Davis acknowledged that the richer, more accurate information promised to policymakers wouldn't be available until December.

"We're guesstimating as best we can," Davis said. 

Dollar said that process needed to speed up. He noted that Community Care of North Carolina, which helps to manage Medicaid patients and provide information to the state, wasn't getting information that it had before July 1. 

"If they're not getting that data, they can't do their job," Dollar said. 

Tucker pointed out that uncertainty around Medicaid continued to eat up tax dollars and said the lack of data made it impossible to plan.

"I could not budget in my business if I had this hanging over my head," he said. "We cannot fly by the seat of our pants any more than these providers can."

Toward the end of the hearing on the NCTracks system, Sen. Martin Nesbitt, D-Buncombe, asked when the system would be running as it should.
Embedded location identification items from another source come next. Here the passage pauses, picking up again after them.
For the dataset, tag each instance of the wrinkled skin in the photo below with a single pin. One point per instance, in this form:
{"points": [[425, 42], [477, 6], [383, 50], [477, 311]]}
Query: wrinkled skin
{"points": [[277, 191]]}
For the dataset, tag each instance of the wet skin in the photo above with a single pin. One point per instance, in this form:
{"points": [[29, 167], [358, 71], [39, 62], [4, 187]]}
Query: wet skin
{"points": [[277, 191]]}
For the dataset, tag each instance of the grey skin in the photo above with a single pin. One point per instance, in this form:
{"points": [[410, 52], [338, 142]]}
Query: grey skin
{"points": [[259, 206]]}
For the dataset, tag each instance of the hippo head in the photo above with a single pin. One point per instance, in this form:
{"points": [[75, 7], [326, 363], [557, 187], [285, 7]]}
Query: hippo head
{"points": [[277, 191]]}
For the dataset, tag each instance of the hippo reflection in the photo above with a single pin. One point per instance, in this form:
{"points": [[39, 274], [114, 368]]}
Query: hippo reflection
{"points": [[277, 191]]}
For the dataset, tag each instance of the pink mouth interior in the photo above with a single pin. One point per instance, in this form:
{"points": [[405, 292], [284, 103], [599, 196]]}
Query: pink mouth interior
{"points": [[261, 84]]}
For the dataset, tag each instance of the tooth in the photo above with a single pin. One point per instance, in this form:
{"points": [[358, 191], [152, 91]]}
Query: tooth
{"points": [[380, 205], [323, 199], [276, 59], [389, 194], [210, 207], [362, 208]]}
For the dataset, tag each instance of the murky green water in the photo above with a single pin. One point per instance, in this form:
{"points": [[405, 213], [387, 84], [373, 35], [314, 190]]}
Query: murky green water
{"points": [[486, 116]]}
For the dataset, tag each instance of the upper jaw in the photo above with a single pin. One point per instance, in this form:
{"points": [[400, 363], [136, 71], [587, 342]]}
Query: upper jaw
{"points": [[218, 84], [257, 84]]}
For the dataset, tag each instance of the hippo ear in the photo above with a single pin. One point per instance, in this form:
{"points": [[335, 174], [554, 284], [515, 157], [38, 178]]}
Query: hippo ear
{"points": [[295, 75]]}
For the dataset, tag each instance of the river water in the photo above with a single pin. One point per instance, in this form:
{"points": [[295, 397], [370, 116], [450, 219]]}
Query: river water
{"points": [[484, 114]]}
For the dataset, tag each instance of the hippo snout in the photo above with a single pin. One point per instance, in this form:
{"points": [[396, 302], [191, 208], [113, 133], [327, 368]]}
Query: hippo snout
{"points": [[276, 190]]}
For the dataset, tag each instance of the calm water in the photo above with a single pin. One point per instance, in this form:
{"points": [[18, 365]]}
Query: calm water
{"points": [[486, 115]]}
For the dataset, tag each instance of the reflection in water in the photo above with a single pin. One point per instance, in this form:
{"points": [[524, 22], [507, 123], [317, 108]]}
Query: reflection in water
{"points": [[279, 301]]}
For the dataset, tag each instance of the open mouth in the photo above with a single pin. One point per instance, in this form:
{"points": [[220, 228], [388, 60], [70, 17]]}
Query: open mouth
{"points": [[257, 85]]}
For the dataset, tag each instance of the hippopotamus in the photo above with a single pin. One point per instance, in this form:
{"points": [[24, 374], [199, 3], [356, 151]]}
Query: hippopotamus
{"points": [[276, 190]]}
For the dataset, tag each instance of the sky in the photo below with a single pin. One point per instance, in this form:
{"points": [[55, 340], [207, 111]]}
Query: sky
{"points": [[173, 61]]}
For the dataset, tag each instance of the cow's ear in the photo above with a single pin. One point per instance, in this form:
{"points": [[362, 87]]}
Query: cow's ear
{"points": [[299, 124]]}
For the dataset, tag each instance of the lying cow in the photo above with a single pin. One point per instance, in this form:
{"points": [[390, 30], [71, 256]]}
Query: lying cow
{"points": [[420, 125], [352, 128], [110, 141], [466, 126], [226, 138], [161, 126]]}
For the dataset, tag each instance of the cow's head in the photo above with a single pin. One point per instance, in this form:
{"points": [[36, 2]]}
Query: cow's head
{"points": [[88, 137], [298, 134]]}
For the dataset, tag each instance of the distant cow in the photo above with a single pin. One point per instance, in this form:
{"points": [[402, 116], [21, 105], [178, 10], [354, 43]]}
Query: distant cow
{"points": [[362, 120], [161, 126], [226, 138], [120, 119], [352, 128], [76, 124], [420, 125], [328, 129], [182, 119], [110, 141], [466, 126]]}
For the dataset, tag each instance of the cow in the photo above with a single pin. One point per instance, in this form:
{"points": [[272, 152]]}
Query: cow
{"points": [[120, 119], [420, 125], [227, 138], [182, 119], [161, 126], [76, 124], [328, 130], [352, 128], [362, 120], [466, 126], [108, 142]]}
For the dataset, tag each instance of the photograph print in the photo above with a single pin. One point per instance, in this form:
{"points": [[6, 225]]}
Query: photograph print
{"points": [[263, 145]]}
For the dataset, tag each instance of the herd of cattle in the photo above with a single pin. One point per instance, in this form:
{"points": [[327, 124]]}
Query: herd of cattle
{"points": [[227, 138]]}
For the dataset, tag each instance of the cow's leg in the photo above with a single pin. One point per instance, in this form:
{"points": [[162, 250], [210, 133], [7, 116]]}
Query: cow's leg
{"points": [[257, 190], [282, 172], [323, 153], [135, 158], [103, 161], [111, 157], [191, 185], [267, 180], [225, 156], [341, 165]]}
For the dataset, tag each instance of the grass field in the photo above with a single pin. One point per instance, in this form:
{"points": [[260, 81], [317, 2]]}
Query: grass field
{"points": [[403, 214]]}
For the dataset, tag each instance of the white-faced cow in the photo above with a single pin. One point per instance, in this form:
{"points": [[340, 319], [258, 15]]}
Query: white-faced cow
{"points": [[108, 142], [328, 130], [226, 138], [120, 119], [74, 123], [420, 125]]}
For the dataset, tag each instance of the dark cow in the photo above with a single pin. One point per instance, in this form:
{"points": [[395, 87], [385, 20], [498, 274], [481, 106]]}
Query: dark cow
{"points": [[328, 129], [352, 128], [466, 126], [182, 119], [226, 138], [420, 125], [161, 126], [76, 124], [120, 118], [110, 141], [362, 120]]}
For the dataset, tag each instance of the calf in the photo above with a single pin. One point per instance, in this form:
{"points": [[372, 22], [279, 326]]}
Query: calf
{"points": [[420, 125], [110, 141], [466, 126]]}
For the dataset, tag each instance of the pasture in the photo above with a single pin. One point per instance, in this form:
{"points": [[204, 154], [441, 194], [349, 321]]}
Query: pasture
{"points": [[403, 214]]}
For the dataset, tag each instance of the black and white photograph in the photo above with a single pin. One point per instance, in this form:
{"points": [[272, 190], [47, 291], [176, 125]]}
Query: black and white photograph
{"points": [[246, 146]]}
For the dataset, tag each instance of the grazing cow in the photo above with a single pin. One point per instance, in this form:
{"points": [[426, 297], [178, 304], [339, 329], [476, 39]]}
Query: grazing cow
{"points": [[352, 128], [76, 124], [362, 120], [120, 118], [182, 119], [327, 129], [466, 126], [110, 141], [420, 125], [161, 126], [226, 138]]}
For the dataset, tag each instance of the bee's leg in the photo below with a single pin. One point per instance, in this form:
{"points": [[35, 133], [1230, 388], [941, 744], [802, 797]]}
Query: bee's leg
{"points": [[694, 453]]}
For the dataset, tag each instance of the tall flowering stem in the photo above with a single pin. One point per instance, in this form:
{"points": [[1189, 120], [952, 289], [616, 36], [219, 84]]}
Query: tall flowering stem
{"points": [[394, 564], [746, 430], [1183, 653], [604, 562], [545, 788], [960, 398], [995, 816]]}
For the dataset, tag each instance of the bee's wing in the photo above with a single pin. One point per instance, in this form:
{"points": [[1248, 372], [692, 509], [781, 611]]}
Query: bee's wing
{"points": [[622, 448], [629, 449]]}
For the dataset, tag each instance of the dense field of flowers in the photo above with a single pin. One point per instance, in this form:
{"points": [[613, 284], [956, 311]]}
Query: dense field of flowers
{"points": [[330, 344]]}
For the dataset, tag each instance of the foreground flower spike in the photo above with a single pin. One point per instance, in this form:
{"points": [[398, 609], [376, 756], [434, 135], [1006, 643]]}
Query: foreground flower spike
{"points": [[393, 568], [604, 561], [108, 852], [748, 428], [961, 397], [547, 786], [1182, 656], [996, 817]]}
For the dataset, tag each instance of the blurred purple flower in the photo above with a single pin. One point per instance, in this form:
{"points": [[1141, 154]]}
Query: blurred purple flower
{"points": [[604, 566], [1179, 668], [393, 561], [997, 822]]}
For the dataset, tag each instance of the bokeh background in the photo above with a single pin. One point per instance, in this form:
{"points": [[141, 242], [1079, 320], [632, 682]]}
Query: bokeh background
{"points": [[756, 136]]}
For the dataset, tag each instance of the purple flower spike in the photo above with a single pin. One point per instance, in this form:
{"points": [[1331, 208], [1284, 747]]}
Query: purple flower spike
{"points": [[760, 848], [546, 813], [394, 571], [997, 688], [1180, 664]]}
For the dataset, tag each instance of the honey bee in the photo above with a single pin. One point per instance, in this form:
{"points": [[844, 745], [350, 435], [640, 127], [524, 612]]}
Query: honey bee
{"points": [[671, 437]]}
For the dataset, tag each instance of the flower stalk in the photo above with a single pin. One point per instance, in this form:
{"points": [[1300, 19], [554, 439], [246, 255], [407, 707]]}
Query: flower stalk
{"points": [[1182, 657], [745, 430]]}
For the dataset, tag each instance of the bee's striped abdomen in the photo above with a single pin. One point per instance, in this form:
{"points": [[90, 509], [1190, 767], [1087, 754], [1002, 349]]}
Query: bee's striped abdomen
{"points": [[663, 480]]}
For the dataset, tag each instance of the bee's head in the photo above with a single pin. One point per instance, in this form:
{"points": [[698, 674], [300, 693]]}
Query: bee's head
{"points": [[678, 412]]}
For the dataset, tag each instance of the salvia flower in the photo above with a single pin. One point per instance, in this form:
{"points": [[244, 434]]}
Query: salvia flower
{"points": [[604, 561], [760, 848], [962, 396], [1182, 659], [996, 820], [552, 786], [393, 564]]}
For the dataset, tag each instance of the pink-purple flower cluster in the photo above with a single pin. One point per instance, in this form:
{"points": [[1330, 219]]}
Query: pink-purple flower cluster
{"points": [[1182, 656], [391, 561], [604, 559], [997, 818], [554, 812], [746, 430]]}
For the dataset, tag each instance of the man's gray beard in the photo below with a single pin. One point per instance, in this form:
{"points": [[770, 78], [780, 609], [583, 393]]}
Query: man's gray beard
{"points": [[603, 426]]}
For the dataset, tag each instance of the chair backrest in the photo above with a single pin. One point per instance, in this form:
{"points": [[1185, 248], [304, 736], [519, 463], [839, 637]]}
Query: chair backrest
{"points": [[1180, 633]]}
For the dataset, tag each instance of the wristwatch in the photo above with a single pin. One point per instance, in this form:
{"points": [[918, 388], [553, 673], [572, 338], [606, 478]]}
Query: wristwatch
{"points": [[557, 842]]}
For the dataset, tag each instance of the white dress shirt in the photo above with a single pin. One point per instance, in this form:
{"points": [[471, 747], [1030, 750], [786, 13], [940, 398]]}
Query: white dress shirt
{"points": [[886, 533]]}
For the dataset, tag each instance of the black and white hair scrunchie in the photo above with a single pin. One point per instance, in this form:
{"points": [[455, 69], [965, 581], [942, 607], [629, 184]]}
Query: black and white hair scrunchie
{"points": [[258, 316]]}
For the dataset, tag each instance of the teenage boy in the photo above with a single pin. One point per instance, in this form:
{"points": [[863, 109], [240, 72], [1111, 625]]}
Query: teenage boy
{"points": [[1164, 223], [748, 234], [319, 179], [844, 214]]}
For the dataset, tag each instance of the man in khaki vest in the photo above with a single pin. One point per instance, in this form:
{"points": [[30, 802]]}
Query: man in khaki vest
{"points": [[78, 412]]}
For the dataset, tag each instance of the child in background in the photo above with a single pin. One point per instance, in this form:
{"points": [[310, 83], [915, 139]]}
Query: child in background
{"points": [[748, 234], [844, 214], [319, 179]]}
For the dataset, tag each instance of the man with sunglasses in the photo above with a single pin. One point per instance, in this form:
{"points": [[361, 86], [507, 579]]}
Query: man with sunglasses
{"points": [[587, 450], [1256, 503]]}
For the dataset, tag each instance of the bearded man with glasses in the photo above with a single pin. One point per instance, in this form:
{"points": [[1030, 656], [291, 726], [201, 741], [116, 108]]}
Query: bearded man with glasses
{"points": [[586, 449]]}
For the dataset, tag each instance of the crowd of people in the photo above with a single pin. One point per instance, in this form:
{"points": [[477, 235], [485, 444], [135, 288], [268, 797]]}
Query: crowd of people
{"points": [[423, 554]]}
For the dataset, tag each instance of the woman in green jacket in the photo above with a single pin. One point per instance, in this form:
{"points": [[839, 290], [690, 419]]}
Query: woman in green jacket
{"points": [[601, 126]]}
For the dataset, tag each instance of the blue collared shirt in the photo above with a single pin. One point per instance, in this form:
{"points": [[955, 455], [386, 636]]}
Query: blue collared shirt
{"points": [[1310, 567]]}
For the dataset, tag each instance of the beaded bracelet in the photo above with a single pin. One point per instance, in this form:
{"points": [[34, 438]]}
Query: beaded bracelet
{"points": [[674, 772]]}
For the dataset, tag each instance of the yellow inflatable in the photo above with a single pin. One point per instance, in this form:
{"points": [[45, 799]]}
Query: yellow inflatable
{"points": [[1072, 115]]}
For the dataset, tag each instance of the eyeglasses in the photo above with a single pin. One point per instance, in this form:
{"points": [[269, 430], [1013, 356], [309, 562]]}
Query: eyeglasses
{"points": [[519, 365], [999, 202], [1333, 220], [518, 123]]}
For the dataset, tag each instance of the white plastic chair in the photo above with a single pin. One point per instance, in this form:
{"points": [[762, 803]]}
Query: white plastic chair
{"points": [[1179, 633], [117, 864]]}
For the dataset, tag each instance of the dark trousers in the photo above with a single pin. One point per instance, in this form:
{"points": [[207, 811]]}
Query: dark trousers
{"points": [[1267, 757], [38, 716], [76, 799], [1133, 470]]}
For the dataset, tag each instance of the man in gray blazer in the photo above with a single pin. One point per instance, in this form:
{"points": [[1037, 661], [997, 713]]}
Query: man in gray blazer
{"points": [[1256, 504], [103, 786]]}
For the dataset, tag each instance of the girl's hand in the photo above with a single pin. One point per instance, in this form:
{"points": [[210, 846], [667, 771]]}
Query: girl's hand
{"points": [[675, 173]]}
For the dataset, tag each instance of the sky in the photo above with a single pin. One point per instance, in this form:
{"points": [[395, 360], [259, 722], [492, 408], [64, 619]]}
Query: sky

"I heard today that all the problems that were raised can be addressed easily. Well then, do it," Nesbitt said. "We cannot run a system based on putting out fires and handling complaints."

Wos replied that it was the state's obligation to make sure providers were paid but did not put a date on when operation would be running as it should.

"I'll address this to anyone who can give me the answer," Nesbitt repeated after Wos spoke. "When do we expect these problems to be solved?"

Cooper said all providers should be at least be able to submit their claims by the end of November. But, he added, there there would likely be nagging issues for a long time.

"We will have problems for months to come," Cooper said.